Evaluation of the effectiveness, affordability, safety, and timeliness of various proposed geoengineering techniques (Royal Society, 2009)
Simple schematic of various proposed SRM and CDR techniques (Lenton & Vaughn, 2009)
Visual representation of proposed geoengineering techniques (New Scientist, 2009)
The stages of geoengineering research (Blackstock, 2010)
Geoengineering is the deliberate large-scale intervention in the Earth’s natural systems to counteract climate change.
There is wide range of proposed geoengineering techniques. Generally, these can be grouped into two categories:
Solar Radiation Management (SRM) or Solar Geoengineering
SRM techniques aim to reflect a small proportion of the Sun’s energy back into space, counteracting the temperature rise caused by increased levels of greenhouse gases in the atmosphere which absorb energy and raise temperatures. Some proposed techniques include:
- Albedo enhancement. Increasing the reflectiveness of clouds or the land surface so that more of the Sun’s heat is reflected back into space.

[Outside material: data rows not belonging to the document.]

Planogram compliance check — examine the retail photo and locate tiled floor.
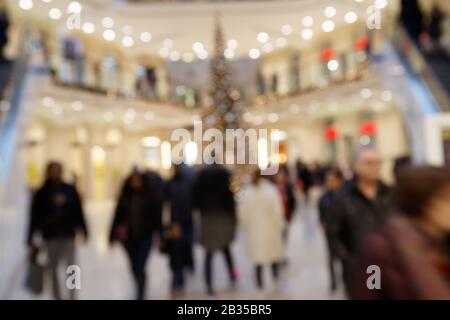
[8,189,344,299]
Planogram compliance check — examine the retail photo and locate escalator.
[372,26,450,164]
[0,37,31,299]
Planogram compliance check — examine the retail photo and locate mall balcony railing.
[392,25,450,112]
[0,36,30,187]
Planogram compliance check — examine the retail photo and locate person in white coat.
[239,170,285,290]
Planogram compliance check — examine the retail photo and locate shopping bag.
[25,257,44,294]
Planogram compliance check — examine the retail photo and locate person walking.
[194,163,237,295]
[356,166,450,300]
[319,169,344,292]
[28,162,88,300]
[239,170,285,296]
[110,171,161,300]
[165,164,194,298]
[329,148,392,298]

- Space reflectors. Blocking a small proportion of sunlight before it reaches the Earth.
- Stratospheric aerosols. Introducing small, reflective particles into the upper atmosphere to reflect some sunlight before it reaches the surface of the Earth.
Carbon Dioxide Removal (CDR) or Carbon Geoengineering
CDR techniques aim to remove carbon dioxide from the atmosphere, directly countering the increased greenhouse effect and ocean acidification. These techniques would have to be implemented on a global scale to have a significant impact on carbon dioxide levels in the atmosphere. Some proposed techniques include:
- Afforestation. Engaging in a global-scale tree planting effort.
- Biochar. 'Charring' biomass and burying it so that its carbon is locked up in the soil.
- Bio-energy with carbon capture and sequestration. Growing biomass, burning it to create energy and capturing and sequestering the carbon dioxide created in the process.
- Ambient Air Capture. Building large machines that can remove carbon dioxide directly from ambient air and store it elsewhere.
- Ocean Fertilisation. Adding nutrients to the ocean in selected locations to increase primary production which draws down carbon dioxide from the atmosphere.
- Enhanced Weathering. Exposing large quantities of minerals that will react with carbon dioxide in the atmosphere and storing the resulting compound in the ocean or soil.
- Ocean Alkalinity Enhancement. Grinding up, dispersing, and dissolving rocks such as limestone, silicates, or calcium hydroxide in the ocean to increase its ability to store carbon and directly ameliorate ocean acidification.